Двадцать один день. Цифра отпечаталась в сознании чёткими, почти физическими чернилами. В Межмирье прошли месяцы. Страдания, тренировки, битвы, открытия, клятвы, танец на крыше — вся наша вторая жизнь, вся любовь и вся ярость уместились в три земные недели. Временной парадокс. Абсурд. И одновременно — бесценное, стратегическое преимущество. Грошев, его система «Феникс», все те тени — они думают, что я только что очнувшаяся, сломленная, пустая жертва. Оболочка с амнезией. Они не знают. Они понятия не имеют.
Я закрыла глаза, притворившись, что слабость и головокружение снова накатывают. Внутри же я лихорадочно работала. Собрала последние крохи концентрации, сквозь туман в голове и постоянный, ноющий фон боли. Через нашу тихую, еле живую, но неразрывную связь я послала Георгию не слова. Образ. Яркие, чёткие, как неоновая вывеска, цифры: 21. И туго свёрнутую, как записку, мысль-комментарий: Чудо, говорят. Организм проявил волю. Ха. Если бы они знали, какая именно «воля» меня здесь держала.
Ответ пришёл не сразу. Через несколько долгих минут, когда я уже почти провалилась в тяжёлое, лекарственное забытьё, по связи прошла волна. Чёткая, холодная, сфокусированная, как луч лазера. Образ: гладкая каменная маска. Абсолютная, непроницаемая бесстрастность. Ни единой трещины. А за ним — ясный, не терпящий возражений импульс, твёрдый, как сталь: Молчи. Растерянная. Слабая. Ничего не помнишь. Раскрываться нельзя.
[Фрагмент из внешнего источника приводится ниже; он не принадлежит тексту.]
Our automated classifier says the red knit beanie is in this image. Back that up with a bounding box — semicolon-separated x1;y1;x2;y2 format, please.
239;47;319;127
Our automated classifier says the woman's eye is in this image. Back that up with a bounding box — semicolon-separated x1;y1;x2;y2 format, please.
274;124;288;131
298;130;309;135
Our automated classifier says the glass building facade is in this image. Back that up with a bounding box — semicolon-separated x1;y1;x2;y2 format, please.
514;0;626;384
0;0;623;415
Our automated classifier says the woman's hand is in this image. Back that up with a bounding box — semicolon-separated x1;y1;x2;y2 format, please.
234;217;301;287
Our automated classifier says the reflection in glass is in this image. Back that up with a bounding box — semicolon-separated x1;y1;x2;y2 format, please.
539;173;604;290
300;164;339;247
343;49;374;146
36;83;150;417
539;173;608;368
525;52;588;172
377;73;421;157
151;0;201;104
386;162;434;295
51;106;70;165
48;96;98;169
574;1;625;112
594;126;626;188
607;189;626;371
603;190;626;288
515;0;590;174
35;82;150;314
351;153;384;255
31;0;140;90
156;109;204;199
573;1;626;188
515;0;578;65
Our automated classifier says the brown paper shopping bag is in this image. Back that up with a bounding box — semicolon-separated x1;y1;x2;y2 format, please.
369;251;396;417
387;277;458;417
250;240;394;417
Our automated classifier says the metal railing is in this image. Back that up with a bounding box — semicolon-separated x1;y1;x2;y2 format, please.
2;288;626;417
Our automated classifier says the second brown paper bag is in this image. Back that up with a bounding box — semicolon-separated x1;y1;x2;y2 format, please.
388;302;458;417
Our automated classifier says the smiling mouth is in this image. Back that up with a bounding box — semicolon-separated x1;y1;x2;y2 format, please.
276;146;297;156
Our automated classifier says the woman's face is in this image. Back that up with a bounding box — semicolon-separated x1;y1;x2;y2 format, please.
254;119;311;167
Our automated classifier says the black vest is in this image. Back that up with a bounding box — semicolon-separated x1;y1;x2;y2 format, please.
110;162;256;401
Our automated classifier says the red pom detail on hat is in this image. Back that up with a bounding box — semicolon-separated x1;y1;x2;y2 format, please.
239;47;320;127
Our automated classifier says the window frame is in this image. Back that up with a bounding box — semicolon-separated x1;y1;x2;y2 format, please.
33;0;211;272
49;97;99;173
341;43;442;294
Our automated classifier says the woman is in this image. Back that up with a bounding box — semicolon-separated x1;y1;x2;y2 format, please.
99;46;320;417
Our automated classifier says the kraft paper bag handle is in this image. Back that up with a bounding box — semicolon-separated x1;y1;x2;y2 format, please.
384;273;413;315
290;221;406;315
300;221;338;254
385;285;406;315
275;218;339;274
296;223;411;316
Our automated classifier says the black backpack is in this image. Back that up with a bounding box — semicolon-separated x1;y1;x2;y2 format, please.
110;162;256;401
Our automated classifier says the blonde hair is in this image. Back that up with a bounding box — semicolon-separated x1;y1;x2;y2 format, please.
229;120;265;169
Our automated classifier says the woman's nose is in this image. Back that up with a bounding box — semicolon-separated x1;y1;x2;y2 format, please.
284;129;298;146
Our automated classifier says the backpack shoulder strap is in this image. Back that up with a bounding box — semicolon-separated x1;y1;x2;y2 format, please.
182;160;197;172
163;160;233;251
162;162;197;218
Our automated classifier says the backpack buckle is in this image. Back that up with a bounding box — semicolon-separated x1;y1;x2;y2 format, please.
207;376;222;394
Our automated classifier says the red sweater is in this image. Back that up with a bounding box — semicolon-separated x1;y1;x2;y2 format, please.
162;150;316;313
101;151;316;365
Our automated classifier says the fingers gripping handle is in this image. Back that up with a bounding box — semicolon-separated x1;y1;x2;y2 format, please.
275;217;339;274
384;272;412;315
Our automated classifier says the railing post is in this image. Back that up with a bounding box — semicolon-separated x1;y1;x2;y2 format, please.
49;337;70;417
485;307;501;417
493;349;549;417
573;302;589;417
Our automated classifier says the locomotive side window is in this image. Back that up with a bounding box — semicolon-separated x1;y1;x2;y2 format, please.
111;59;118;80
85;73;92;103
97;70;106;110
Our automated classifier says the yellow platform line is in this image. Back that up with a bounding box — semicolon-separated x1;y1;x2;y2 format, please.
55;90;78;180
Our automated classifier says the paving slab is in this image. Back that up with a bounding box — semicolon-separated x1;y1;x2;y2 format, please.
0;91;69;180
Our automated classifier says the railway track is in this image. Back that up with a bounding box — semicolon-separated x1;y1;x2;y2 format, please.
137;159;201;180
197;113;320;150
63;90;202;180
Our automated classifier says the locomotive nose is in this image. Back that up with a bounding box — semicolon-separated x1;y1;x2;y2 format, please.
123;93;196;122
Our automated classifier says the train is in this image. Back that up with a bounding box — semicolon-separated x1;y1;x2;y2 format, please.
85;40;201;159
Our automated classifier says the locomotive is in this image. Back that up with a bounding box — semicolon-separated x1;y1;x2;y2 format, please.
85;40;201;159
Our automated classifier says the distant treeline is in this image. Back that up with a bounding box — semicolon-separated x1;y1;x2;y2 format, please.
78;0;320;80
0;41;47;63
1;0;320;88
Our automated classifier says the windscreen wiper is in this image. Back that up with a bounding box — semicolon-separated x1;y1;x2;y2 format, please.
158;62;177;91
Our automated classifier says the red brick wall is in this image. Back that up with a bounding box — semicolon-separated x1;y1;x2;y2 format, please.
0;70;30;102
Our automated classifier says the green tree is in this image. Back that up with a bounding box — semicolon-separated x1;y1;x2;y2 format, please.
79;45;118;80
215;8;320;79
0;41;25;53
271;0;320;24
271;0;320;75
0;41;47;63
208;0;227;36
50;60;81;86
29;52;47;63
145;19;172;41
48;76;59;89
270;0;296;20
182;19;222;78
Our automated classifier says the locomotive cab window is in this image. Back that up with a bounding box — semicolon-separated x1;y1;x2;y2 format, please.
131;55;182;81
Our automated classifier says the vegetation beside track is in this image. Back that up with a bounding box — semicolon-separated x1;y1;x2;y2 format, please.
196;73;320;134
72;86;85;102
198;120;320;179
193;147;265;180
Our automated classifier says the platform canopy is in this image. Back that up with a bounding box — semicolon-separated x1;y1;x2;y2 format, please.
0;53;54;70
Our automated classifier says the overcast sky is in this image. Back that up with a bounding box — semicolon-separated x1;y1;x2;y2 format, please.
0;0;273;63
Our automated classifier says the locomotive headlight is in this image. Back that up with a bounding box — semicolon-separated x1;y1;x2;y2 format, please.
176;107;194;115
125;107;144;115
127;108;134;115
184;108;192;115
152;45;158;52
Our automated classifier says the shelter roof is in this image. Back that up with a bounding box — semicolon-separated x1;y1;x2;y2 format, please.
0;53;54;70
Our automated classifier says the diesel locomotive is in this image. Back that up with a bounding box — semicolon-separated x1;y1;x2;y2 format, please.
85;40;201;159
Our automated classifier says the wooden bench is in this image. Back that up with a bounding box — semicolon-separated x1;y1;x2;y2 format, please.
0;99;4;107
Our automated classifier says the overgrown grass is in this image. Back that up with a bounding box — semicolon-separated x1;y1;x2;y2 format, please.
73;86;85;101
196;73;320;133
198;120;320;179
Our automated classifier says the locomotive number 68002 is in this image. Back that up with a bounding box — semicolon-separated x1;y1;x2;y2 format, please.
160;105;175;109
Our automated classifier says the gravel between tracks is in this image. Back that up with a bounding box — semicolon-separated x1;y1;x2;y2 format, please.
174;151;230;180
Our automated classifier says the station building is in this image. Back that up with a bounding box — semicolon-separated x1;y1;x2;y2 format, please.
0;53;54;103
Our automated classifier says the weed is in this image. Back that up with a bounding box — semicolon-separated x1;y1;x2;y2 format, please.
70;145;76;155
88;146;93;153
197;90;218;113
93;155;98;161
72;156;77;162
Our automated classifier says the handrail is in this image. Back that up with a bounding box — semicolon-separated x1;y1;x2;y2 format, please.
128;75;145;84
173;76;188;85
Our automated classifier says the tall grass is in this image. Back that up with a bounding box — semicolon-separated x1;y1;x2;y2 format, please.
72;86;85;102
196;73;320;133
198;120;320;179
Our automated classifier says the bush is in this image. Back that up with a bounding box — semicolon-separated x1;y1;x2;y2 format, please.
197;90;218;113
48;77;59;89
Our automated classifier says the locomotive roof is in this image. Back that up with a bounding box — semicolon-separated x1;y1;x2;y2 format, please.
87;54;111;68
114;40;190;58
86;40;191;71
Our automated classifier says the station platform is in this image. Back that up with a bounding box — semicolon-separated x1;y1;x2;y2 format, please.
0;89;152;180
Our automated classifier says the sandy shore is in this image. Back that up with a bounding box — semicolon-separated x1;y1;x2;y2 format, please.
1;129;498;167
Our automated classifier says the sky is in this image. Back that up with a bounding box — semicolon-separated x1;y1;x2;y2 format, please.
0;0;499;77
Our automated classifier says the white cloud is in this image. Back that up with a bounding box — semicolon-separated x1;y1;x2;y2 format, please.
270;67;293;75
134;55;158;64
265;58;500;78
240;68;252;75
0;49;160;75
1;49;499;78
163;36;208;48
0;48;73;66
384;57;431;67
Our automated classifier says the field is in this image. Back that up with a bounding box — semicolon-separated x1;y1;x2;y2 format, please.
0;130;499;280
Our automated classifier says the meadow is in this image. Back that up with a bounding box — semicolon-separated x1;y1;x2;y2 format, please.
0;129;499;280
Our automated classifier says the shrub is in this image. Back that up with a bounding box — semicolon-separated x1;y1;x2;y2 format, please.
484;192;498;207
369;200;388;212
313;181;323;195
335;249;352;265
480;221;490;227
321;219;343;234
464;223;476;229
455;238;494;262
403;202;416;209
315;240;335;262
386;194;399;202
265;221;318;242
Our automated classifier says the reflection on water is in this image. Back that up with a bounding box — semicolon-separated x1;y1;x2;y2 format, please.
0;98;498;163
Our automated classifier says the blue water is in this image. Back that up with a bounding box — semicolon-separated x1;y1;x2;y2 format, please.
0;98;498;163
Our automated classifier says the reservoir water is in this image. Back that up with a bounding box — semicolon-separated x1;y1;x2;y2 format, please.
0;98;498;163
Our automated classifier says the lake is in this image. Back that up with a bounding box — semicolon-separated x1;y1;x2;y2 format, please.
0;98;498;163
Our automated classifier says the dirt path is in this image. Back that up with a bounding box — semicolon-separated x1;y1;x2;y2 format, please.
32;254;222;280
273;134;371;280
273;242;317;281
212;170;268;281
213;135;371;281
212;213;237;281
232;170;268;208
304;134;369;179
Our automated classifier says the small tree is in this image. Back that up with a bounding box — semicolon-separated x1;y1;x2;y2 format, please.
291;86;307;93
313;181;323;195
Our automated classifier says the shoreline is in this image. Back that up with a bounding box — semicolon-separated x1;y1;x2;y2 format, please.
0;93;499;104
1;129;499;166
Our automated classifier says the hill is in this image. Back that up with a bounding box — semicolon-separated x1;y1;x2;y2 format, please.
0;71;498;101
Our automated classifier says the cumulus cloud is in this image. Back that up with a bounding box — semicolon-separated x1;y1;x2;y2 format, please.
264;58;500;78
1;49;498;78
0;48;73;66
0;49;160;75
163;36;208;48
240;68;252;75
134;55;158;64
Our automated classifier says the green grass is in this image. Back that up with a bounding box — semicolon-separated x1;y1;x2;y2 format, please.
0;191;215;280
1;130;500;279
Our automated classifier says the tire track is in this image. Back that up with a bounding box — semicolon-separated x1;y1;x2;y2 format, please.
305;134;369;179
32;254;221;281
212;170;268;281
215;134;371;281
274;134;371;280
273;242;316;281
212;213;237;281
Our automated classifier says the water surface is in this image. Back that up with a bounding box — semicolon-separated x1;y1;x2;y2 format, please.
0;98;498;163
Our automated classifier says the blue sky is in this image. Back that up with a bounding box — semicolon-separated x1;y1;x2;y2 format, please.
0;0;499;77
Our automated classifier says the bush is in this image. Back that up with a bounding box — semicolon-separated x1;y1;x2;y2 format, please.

Ни на секунду.
Я мысленно кивнула, чувствуя, как уголки губ под маской кислорода пытаются дрогнуть в тени улыбки. План ясен. Игра в беспамятство. В слабость. В испуганную, растерянную жертву, которой нужно всё объяснять по сто раз. Пока мы не окрепнем. Пока не узнаем расстановку сил здесь, на Земле. Пока не найдём свои козыри.
Вечером, когда палату наполнили сизые, усталые сумерки, а медсестра — уже другая, пожилая и молчаливая — меняла капельницу, я уловила обрывок её разговора с коллегой за приоткрытой дверью. Шёпот, долетевший сквозь щель и постоянный гул в ушах:
— … а за ним тот самый нотариус приезжал, Грошев… Интересуется, говорит, как состояние наследницы… Бумаги какие-то привёз, оформить хочет, раз уж супруг не выжил… Вежливый такой…
Кровь застыла в жилах, сменившись знакомым, ледяным и одновременно обжигающим током адреналина. Он здесь. Уже здесь. У самого порога. Не ждёт, не прячется в тени. Пришёл проверить «активы». Удостовериться, что его пешки на месте, под контролем, в ожидаемом состоянии шока и беспомощности. «Тот самый нотариус». Фраза прозвучала так буднично, так обыденно.
Через связь, тонкую, как паутинка, но живую и прочную, хлынула волна леденящей, беззвучной ярости — сначала моя, а через мгновение, как мощное, чёткое эхо, его. Не страх. Нет. Хищное, острое, почти радостное понимание. Игра началась. Не там, в Межмирье. Здесь. На нашем поле. На нашей земле. И враг, уверенный в своей невидимости и всесилии, только что, сам того не ведая, выдал свою первую позицию. Сделал свой первый ход. Он в поле зрения.
Я позволила себе слабо, по-больничному, пошевелить губами в полумраке, будто что-то бессвязно бормоча во сне. Пусть видящая это медсестра подумает, что это бред или гримаса боли. На самом деле это была первая, настоящая, улыбка охотника, выследившего зверя и нашедшего его свежий, ещё тёплый след.
Я послала Георгию последний на сегодня импульс, туго свёрнутый, как боевая инструкция, пропитанный нашей общей, твёрдой, как гранит, решимостью: Жди. Молчи. Выздоравливай. Скоро начнётся.
И тишина в моей палате, наполненная шипением, бипами и скрипами, перестала быть просто пустотой и болью. Она стала затишьем перед бурей. Глубоким, звенящим, полным скрытой, копящейся силы. Мы вернулись. Мы были сломаны, избиты, прикованы к койкам. Но мы были вместе. И мы были готовы.
За окном медленно сгущалась ночь. Первая ночь обратно на Земле. Самая тихая и самая опасная из всех.